Gruyère and Chive Soufflé
This soufflé is as classic as they come, with beaten egg whites folded into a rich, cheese laden béchamel for flavor and stability. Gruyère is the traditional cheese used for soufflé, but a good aged Cheddar would also work nicely. This makes a great lunch or brunch dish. This recipe is part of The New Essentials of French Cooking, a guide to definitive dishes every modern cook should master.

Spring Chicken Miso Soup
Soup is welcome all year round, but it goes without saying a springtime soup veers lighter, even if the weather is still cool. Fresh green vegetables, like young leeks, peas and spinach, should play a major role. This delicate yet flavorful soup re-works the comforting chicken-noodle concept with a Japanese-inspired ingredient list.

Lemon Soufflé
This soufflé, adapted from Mark Bittman's famous tome, "How to Cook Everything," is rich, fluffy and very easy. You can also make orange or Grand Marnier variations. If you want to make individual soufflés, use a little more butter and grease four 1 1/2- to 2-cup ramekins.

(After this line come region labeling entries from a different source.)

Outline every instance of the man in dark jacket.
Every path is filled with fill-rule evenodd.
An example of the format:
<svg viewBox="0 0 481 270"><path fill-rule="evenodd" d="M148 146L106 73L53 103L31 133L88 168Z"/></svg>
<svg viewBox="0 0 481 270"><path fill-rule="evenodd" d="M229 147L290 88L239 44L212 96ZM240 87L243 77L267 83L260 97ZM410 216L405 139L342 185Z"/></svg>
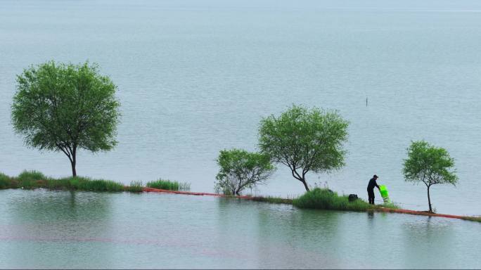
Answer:
<svg viewBox="0 0 481 270"><path fill-rule="evenodd" d="M377 187L379 189L379 186L376 180L378 179L378 176L374 174L373 178L369 180L369 184L368 184L368 197L369 197L369 203L371 205L374 204L374 187Z"/></svg>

Salt and Pepper Shrimp Rolls
Inspired by jiao yan xia, the classic Chinese dish of head-on, fried shrimp finished with a Sichuan or white pepper salt seasoning, these shrimp rolls celebrate the flavors of salt and pepper. Peeled shrimp are seasoned, breaded with cornstarch and fried until super crunchy, then sprinkled with a black pepper-salt. Once cooked, they’re tucked into toasted rolls smeared with a zingy garlic mayo. Fresh cilantro, sliced chile and a squeeze of fresh lime brighten the hearty sandwich. Store any leftover pepper-salt in an airtight container and use it as a seasoning for roasted meats and vegetables.

Brown Sugar-Cured Salmon
This grilled and smoked salmon recipe by the food writer Betty Fussell calls for curing the fish for several hours with salt, brown sugar and spices before smoking it over indirect heat on your grill. While the fatty fish absorbs the smoke beautifully, the fish can also be successfully cooked in a grill pan, or under the broiler. The salt and sugar cure, laced with sweet spices, both flavors the fish and firms up its flesh, giving it a meaty, silky texture. Serve it with a crisp salad for a light supper, or with rice for something more substantial.